I've made a bazillion quilts since then (actual number) I've given away many of them and don't have pictures of the majority. I learn as I go and I usually design them myself, which is the fun part for me, but it means  I have to learn a lot of things the hard way. I don't actually know how to read an official quilt pattern. I'm very visual and I design my own on grid paper or on the computer.

Okay, I've been going on way too long.

This is an original wall hanging design of intertwining snakes incorporating triangles, an in places asymmetrical diamonds(kite shapes) to save time.
Two Snakes.

The finished size is 24 x 30 in. 
Here are close-ups of the snake heads


I can't find a name for this quilt pattern, I think of it as a pinwheel but that name is already in use for another design. It's basically an octagon inside a square and the octagon has been equally divided into triangles. So you have eight 4 1/8 x 4 1/8 x 3 1/4 in. Isosceles triangles and four 2 5/8 x 2 5/8 x 3 5/8 in.  right angle triangles per square. (measurements include a 1/4 in. seam allowance) Each side of each finished square measures 6 1/4 in. there are twenty squares in the design. 

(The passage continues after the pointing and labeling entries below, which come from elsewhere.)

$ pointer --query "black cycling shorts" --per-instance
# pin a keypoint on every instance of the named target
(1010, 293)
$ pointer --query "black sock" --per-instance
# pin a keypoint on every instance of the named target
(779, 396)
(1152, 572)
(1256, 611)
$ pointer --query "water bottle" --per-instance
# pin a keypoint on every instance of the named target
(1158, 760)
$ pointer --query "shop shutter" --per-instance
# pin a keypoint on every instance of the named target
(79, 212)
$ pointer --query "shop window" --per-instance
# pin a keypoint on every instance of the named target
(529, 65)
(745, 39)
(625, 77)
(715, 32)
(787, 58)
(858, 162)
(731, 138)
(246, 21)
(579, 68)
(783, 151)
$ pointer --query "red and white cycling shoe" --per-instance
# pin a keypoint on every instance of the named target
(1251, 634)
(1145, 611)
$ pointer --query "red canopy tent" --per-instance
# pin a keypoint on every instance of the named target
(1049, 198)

I guess I could call it the Stop Sign. The fun of designing Two Snakes was to see how many fabric squares of different combinations of value (light, medium, and dark) I could put in my wall hanging and still have a cohesive overall design. The original pattern was done in pencil with ink added for the dark areas. I then used  the two red, two yellow, and two green fabrics from my stash and grosgrain ribbon for the snake tongues.

Next time: Grosgrain ribbon + buttons+ a little fabric= summer grass and bugs.

Monday, August 29, 2011

Breathing Night & Day

As long as I can remember I've had trouble sleeping. Last Summer I shared a cabin with Mom and Dad at our family reunion, and Mom told me she thought I had sleep apnea. She said I would take a big breath, a small breath, a tiny breath, and then stop breathing for several seconds and then start over again. I didn't have insurance at the time so there wasn't a lot I could do about it. I do have insurance now, so a couple months ago I had a sleep test. It was an at home one that lasted three nights. The results were that I stop breathing on average 20 times per hour. This is considered moderately severe sleep apnea. It kind of took forever for me to get a CPAP since there was a misunderstanding between the diagnostic company and my doctor's office on who needed to send the order to a respiratory company. I started a harassment campaign to both and eventually got some results. A nice lady from Symbious Medical called me the day after receiving the order and set up an appointment for the next day. She came and explained how to use and care for the machine. I tried a couple of masks on and decided on one. It is not beautiful, but I wasn't expecting beauty. My machine works great and I am sleeping better.

My breathing at night has improved, but the way the machine works, is that it blows filtered, humidified air into my nostrils, gently at first, but with more force as needed to keep air going into my lungs. My lungs are taking some time to adjust. The first few days I had trouble catching my breath during the day. I found I couldn't walk my normal quick pace, but had to really slow down. I thought it might take just a couple days to adjust, but soon I started to feel like I had a corset on that was squeezing the life out of me. I cut down on the hours I used the CPAP at night, but I wasn't improving. I called Symbious, to see if I need to make an adjustment on my machine, I got an answer back that some times the machine would slightly aggravate asthma, but if it was severe to call my doctor. I called my doctor, (this office, by the way, is nearly impossible to get a human on the phone) and got an appointment and eventually two inhalers, that have reduced the chest pain and improved my day time breathing significantly. I'm still a bit sensitive and now I think I'm cacthing a cold, but my night time breathing is better and I'm not always exhausted like I used to be. so life is looking up.

Here's a picture of my face mask, I'm not showing one on me since I'm too vain for that, this is the picture from the instruction manual.
I thought I looked like a giant mosquito, Alan tells me I look  more like a mole with a miner's headlight. Ah well, night-time vanity is not as important as a good night's sleep.